Alexander looks down at her with a curiosity, “You don’t sound too sure.”


This just makes Cassie purse her lips and give him a squinty expression. Without any kind of warning, she feels his hands cupping her cheeks before pulling her into a kiss. It isn’t until he pulls back and looks at her, waiting for her reaction, that she even registers what has just happened. That was her first kiss. It was so brisk, she hardly remembers it, as if it never happened at all. She gives him this very confused look, barely sure what this means. “Xander?” Her voice is so soft, airy.


He’s leaning in slowly then and pauses just before his lips reach hers, and she hasn’t hardly moved. She doesn’t know what to do. “If you tell me to stop, I’ll stop, Cassie.” But she doesn’t want him to stop. No, he can’t stop. That first kiss was nothing. It… it should be something to remember. She drops her bow without a second thought and closes the gap herself to kiss him. It’s slow, gentle, sweet, like walking on air in a dream. A dream she never wants to end.


She’s never taken a drug in her life beyond prescribed medicine, but she’s positive that kissing him must be what it is like to be completely high. There is a sigh of disappointment as he pulls back again and with it comes the endless stream of questions flooding her mind. What is this? What does that mean? Does he actually like me, like me? What am I doing? Do I want this?


“Do you trust me, Cassie?” It’s an odd question. Of course she trusts him. He’s never given her a reason not to, right?


She slowly nods her head, “Yes.”


“I want to show you something.” His voice is soft, gentle, calming, somehow almost intoxicating.


Again, she nods. He stands up and takes her hand in his and for a moment, it is like being in a trance. Everything is so beautiful - every leaf upon the trees, every star in the sky, the cracks in the sidewalk, the way the moon illuminates the metal playground. Why does it suddenly feel like a goodbye?


And he leads her somewhere. No, not somewhere. He leads her There. There where Cassie becomes a shadow of a foggy dream in the back of Cassandra’s mind. There, where she becomes a muse, an Artist, the very expression of emotion living in art with her Polychromatic skin. There, where her life takes the ultimate twist that she once might have given everything to change.

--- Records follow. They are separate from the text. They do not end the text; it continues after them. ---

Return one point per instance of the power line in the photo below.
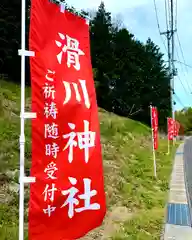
(158, 25)
(187, 65)
(179, 100)
(181, 49)
(166, 15)
(176, 14)
(189, 87)
(183, 85)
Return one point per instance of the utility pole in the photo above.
(171, 49)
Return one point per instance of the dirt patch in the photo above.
(112, 222)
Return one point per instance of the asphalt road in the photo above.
(188, 170)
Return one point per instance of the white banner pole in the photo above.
(22, 133)
(153, 149)
(168, 142)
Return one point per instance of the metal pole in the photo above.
(168, 142)
(172, 57)
(22, 127)
(153, 149)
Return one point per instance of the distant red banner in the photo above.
(154, 121)
(176, 128)
(68, 198)
(170, 128)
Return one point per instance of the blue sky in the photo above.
(140, 19)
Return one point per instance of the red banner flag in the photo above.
(154, 121)
(170, 126)
(68, 198)
(176, 128)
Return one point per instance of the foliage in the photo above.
(184, 117)
(129, 75)
(128, 169)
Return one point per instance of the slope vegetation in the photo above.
(136, 200)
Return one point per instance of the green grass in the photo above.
(128, 167)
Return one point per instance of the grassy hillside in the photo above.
(136, 200)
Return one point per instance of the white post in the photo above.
(168, 142)
(22, 133)
(153, 149)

1991. Now it is 2021. Thirty years later, she’s found herself just under 30 years old now and truly happy for the first time in a very long time. The love she has now wasn’t born from Fae magics, it was born out of pure understanding, an understanding she’s been craving her whole life. Someone who can look at her and knows what she is feeling without her having to say a word. Someone who cares to look beyond those first layers - the layers that deceive.


But… has she just done it again? Is it a predetermined pattern that she will simply fall and find another piece of her soul taken and damaged? Probably.


Will it be worth it? Yes.


Is that what she said the last time it happened? Absolutely.


Will it be different this time? Yes, because John isn’t Alexander. Yes, because John isn’t Phillip.


It has to be different this time. It has to be different, because she has no more shards of her soul left to give.